Diakonie: Die Zuflucht am Bahnhof
Die ökumenische Bahnhofsmission Görlitz wird vom Verein für Stadtmission und der Caritas getragen. Menschen jedes Alters finden hier Zuflucht. (09.11.2005)
Matthias Fritsche, Gudrun Heinze
„Ja, meine Arbeit hab ich wirklich gern“, sagt Gudrun Heinze nach den fast 15 Jahren, die sie nun in der Görlitzer Bahnhofsmission tätig ist. Gemeinsam mit Matthias Fritsche von der Caritas betreut sie Menschen, deren erste oder oft auch einzige Zuflucht die flache Baracke am Südausgang des Bahnhofs ist. Beiden ist es wichtig, für andere da zu sein.

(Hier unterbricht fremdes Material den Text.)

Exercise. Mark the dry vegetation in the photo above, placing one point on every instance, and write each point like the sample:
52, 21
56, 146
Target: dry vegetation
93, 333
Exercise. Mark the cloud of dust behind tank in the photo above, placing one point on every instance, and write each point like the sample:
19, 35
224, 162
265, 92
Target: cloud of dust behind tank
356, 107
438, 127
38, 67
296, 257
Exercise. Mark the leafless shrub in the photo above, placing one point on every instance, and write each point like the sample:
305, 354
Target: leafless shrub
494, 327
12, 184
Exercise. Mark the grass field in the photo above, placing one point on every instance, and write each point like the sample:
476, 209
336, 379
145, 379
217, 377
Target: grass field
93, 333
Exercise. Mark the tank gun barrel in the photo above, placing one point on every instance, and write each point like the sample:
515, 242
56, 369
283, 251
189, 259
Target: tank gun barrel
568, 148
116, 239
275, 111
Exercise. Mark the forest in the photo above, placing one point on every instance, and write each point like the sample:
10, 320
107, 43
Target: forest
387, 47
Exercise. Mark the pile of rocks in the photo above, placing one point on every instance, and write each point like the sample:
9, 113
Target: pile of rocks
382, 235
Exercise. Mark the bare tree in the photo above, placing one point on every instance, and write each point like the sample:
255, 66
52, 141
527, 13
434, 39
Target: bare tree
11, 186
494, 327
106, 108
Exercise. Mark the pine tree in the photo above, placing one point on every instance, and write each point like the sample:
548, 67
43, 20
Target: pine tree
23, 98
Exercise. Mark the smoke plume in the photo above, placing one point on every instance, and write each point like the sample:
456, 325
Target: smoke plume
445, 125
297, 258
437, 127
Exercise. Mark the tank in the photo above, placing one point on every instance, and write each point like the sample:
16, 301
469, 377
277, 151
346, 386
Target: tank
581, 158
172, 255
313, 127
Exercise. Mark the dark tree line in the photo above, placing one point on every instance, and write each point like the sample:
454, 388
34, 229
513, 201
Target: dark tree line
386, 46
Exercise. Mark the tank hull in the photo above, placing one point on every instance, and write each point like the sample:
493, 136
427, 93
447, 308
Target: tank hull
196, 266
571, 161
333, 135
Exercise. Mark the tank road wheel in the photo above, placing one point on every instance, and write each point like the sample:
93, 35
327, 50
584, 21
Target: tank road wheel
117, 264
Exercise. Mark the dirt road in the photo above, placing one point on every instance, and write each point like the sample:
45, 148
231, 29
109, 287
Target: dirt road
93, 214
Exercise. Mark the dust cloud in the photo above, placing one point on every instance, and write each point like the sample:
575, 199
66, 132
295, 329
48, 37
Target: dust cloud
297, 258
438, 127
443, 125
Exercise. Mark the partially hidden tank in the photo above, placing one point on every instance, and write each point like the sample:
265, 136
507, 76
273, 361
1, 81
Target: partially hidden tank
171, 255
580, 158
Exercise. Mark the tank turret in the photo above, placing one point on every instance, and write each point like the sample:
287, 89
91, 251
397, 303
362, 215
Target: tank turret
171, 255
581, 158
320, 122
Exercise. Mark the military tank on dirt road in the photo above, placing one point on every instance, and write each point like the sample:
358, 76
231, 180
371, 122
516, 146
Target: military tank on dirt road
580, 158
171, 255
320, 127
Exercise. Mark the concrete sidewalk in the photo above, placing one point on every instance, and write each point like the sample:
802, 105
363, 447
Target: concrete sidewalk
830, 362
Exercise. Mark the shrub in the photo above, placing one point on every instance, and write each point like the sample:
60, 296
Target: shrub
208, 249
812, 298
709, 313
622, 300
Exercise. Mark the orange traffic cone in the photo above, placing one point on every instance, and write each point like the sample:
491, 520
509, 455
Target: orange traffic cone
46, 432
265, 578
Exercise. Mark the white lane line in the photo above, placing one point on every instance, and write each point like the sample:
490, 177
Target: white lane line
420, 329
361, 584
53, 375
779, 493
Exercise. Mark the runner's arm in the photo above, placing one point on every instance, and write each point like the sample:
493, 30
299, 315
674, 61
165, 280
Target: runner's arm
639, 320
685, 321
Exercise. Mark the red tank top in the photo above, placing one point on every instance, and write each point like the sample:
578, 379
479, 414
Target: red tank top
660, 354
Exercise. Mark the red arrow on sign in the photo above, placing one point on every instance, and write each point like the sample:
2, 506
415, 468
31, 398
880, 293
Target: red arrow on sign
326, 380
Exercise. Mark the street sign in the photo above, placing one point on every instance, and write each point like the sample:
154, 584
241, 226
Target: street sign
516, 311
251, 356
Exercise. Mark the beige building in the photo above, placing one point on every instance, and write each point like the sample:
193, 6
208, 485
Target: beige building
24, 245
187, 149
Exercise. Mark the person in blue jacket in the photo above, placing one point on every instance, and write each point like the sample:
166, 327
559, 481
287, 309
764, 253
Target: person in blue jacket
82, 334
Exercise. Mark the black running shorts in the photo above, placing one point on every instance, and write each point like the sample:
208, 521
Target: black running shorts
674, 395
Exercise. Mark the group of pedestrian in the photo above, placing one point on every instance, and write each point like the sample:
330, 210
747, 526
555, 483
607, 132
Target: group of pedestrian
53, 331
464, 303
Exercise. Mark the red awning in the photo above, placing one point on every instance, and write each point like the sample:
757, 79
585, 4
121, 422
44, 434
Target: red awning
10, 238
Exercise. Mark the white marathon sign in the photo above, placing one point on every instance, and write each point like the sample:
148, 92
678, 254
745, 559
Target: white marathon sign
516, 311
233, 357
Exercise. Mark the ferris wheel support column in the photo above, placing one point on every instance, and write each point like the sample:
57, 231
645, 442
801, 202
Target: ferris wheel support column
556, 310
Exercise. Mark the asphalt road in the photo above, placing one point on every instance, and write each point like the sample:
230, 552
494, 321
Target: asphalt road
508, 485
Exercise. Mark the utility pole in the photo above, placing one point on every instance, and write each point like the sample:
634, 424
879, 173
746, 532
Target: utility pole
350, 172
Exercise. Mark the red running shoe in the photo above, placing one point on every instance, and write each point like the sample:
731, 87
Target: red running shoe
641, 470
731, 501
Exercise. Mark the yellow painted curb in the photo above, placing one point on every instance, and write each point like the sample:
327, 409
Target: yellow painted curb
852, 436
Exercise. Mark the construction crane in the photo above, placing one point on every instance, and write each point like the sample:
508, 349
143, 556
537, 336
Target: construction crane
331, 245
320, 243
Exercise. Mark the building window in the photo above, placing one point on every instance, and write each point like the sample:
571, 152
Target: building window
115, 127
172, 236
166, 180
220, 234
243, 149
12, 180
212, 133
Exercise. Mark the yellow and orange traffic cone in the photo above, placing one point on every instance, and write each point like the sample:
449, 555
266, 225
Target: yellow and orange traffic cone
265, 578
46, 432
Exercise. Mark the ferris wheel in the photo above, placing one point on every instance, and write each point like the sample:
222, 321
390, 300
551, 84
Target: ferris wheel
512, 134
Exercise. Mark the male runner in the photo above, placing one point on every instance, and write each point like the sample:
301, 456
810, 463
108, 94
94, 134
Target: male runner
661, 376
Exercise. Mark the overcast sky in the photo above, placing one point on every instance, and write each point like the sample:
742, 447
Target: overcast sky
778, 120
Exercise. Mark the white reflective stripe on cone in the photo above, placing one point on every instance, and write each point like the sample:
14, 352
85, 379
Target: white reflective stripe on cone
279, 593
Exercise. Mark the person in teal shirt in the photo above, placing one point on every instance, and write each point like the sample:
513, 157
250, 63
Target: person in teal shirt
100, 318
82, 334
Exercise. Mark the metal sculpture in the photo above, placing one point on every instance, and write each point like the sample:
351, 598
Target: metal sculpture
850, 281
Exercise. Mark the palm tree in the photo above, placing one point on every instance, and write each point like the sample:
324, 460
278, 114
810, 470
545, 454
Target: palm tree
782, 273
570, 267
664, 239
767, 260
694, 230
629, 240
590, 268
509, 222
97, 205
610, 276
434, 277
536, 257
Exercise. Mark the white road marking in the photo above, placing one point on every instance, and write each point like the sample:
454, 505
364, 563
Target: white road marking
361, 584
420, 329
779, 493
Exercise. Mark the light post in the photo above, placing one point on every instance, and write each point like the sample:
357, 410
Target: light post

„Leute jedes Alters kommen hierher – vom Kind bis zum Rentner“, erzählt Gudrun Heinze mit einer Geste, die „ausnahmslos alle“ heißen mag. Gleich wer hier angelangt, sie und Fritsche fragen nicht nach Stand und Namen. Sie nehmen die Menschen so an, wie sie sind, und helfen ihnen in der Not.
In der ökumenischen Bahnhofsmission gibt es eine warme Stube, ein Tässchen Tee, etwas zu Essen und vier Ohren, die offen für die Sorgen derer sind, denen das Leben so schwer fällt. Viele haben keine Wohnung, oft auch Suchtprobleme, die meisten sind einsam und dankbar für menschliche Wärme, ein Gespräch und eine Verbindung zur Welt, die gleichzeitig Heimat ist.
Die beiden hauptamtlichen Mitarbeiter der Bahnhofsmission fangen akute Fälle auf und wissen, an welche Stellen man sich weiter wenden muss, versuchen zu regeln, was sich regeln lässt. „Wenn ein Kind zu Hause solche Probleme hat, dass es nicht mehr zu seinen Eltern will, schalten wir zur Not das Jugendamt ein“, sagt Gudrun Heinze, „und wenn jemand nicht weiß, wo er die Nacht über bleiben soll, finden wir auch eine Lösung“, ergänzt ihr Kollege.
Einer der Hauptgründe für die ersten Bahnhofsmissionen am Ende des 19. Jahrhunderts war die mit Industrialisierung und Landflucht verbundene Zunahme des Reisens ins Ungewisse. „Damals kamen viele junge Frauen auf Bahnhöfen an, wussten zunächst nicht, wohin, und konnten leicht Opfer von Zuhältern und anderen zwielichtigen Gestalten werden. Die Frauen der Bahnhofsmissionen kamen dem Problem zuvor.“
Was Gudrun Heinze da sagt, hat für sie, Matthias Fritsche und ihre sechs ehrenamtlichen Kollegen noch immer Bedeutung, auch wenn sich die Zeiten längst gewandelt haben. Die Hilfe für Reisende, Umsteiger und Ankommende nimmt zwar heute nur noch ein Fünftel ihrer Aufgaben ein, doch fast immer ist jemand im Bahnhof unterwegs und achtet darauf, ob ein Reisender Hilfe braucht. „Vielleicht eine Mutti mit Kinderwagen, ein Rollstuhlfahrer oder ein alter Mensch, der nicht mehr gut laufen kann.“ Das meiste aber haben die Mitarbeiter der Bahnhofsmission im sozialen Bereich zu tun. Schließlich sind die Sorgen der Bleibenden heute größer als die der Fahrenden.